Sadly, the talented vocalist died from heart failure at age 32 on July 29, 1974. Her only child, daughter Owen Vanessa Elliot, joined The Mamas & the Papas band members at the group’s 1988 Rock & Roll Hall of Fame induction in her mother’s honor.

The 1996 British film Beautiful Thing paid homage to the songstress, featuring a teen girl obsessed with Mama Cass and her work in The Mamas & the Papas. Its soundtrack is filled with the band’s hits, as well as solo efforts from Elliot, including “It’s Getting Better,” “One Way Ticket,” “California Earthquake,” “Welcome to the World,” and the triumphant “Make Your Own Kind of Music,” which has been making its own kind of impact on TikTok since 2023, being used in thousands of viral posts. “It’s the coolest thing I could possibly even conceptualize,” daughter Owen told Rolling Stone.
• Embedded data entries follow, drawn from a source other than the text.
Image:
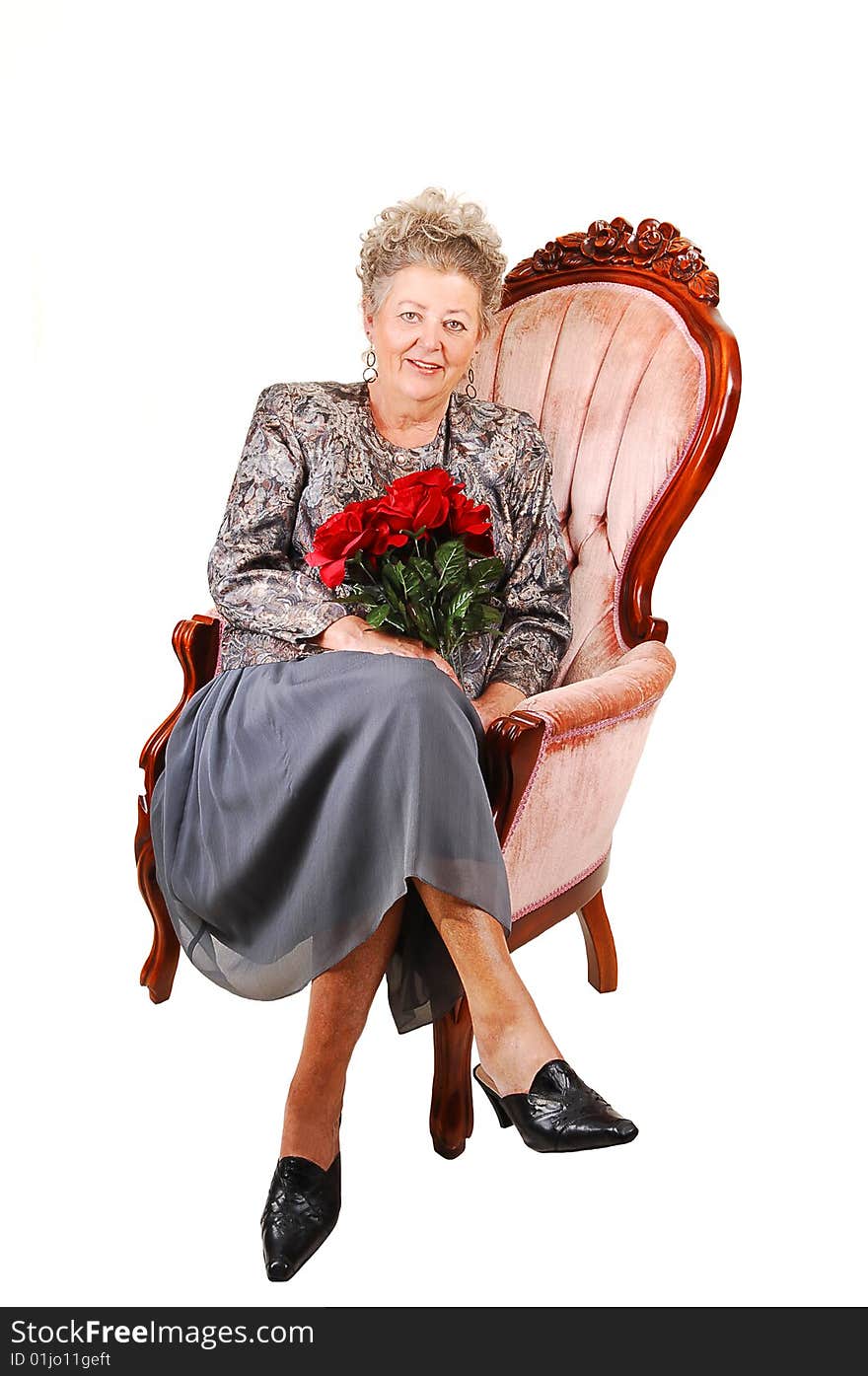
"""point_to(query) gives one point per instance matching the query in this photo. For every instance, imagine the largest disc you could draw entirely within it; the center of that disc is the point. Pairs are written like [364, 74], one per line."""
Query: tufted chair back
[609, 338]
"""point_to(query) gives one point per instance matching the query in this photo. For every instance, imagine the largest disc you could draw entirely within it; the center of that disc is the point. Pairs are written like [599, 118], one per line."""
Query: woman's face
[427, 317]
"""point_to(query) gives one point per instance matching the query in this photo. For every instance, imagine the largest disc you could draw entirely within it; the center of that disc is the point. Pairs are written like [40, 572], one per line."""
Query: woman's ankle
[512, 1051]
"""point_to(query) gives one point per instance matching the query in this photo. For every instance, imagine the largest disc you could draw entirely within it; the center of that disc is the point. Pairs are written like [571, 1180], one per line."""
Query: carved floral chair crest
[613, 341]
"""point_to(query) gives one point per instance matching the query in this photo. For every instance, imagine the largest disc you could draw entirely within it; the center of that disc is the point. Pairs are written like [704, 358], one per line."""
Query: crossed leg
[511, 1035]
[337, 1010]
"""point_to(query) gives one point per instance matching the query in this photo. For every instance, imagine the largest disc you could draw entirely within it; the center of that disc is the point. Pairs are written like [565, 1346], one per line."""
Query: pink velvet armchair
[613, 341]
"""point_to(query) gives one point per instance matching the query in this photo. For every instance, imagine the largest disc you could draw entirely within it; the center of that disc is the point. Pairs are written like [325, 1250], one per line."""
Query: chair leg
[159, 971]
[452, 1100]
[600, 946]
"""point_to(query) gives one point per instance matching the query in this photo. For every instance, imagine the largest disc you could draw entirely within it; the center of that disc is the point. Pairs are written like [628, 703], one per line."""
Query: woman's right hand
[355, 633]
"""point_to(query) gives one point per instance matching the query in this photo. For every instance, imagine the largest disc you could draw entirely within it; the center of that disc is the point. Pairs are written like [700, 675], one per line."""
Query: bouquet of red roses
[420, 559]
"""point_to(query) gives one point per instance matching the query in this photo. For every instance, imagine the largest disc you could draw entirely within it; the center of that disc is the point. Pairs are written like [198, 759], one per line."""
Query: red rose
[338, 539]
[472, 522]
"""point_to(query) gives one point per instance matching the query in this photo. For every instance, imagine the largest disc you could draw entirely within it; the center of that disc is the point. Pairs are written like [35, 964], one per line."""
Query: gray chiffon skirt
[296, 802]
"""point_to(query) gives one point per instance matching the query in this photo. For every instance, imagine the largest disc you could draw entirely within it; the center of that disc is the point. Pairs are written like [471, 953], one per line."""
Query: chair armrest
[561, 765]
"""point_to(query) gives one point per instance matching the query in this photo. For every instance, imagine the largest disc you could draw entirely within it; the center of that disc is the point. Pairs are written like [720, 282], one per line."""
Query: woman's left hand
[497, 700]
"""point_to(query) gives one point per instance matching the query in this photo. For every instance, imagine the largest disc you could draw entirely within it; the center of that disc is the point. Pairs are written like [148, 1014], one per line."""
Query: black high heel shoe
[302, 1209]
[560, 1112]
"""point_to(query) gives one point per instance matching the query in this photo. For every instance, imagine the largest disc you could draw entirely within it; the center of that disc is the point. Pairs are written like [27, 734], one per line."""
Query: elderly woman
[323, 816]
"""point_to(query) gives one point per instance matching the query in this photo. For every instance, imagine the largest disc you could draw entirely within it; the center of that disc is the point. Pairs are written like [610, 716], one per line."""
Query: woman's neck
[404, 424]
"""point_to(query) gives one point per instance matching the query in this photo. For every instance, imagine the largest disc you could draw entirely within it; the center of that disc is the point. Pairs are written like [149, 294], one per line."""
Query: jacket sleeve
[537, 592]
[251, 574]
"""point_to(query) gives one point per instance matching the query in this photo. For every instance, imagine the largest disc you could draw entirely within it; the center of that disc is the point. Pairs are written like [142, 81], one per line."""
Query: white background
[185, 187]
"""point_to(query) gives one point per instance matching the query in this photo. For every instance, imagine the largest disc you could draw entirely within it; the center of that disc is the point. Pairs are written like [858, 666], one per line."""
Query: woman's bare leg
[337, 1012]
[512, 1038]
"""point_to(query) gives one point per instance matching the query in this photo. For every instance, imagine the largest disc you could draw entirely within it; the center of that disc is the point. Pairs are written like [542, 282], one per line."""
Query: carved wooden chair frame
[658, 258]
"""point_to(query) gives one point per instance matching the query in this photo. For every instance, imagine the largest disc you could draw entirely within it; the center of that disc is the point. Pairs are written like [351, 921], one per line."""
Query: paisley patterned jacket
[311, 448]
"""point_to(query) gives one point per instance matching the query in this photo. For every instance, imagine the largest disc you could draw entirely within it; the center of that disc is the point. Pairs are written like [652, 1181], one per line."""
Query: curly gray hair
[440, 232]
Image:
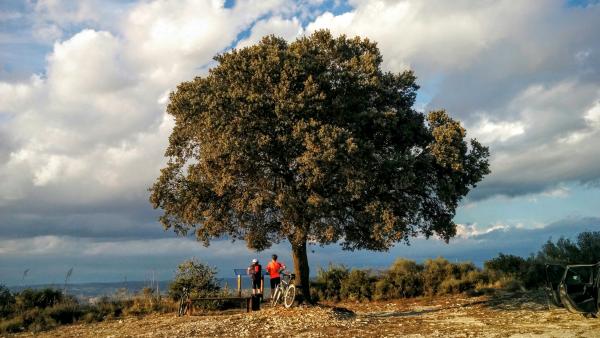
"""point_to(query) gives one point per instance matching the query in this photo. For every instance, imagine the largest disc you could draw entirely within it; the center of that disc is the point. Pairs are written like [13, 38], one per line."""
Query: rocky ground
[501, 315]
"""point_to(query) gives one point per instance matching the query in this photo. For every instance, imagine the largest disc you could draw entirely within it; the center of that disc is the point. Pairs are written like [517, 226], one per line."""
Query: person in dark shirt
[255, 273]
[274, 269]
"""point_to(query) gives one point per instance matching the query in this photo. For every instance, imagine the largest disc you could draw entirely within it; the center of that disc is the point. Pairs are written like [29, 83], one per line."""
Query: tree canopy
[311, 141]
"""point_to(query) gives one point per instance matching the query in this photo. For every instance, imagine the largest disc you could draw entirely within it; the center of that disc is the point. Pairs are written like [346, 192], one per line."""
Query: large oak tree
[311, 141]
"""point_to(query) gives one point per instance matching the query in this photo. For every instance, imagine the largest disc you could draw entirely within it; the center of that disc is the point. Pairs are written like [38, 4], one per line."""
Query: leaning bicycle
[183, 302]
[286, 290]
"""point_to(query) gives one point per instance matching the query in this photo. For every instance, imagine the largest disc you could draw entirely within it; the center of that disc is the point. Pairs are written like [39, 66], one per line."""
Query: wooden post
[262, 284]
Denny Doherty in The Mamas and The Papas

Denny Doherty; The Mamas and the Papas
1970/2001 Michael Ochs Archives / Stringer / Getty // Getty Images / Staff / Getty

The Canadian musician spent his early days playing in The Halifax Three (with future Lovin’ Spoonful member Zal Yanovsky). He then moved on to join The Mugwumps, which also featured Cass Elliot, before they both joined John and Michelle Phillips in the New Journeymen, which, of course, became The Mamas & the Papas.

After the band’s split, he released a few solo efforts, including 1971’s Whatcha Gonna Do and 1974’s Waiting for a Song, which featured Michelle Phillips and Cass Elliot on backing vocals. It’s believed to be the latter’s final recording sessions before her untimely death.

Doherty soon turned his focus toward acting, appearing in John Phillips’ not-so-well-received musical Man on the Moon, as well as some Shakespearean works back home in Nova Scotia. In 1978, he landed a short-lived stint hosting the Denny’s Sho variety program on Canadian TV, and he also did some voicework for children’s programming.

The musician, who got sober in the 80s, was thrilled to be inducted into Canadian Music Hall of Fame in 1996. He also performed in Dream a Little Dream, the Nearly True Story of the Mamas & the Papas, a semi-autobiographical stage show he co-wrote, which played in Canada before briefly moving to New York in the early 2000s.

Doherty died at age 66 on Jan. 19, 2007, from kidney failure after surgery for an abdominal aortic aneurysm. He left behind three children, daughters Jessica and Emberly and son John.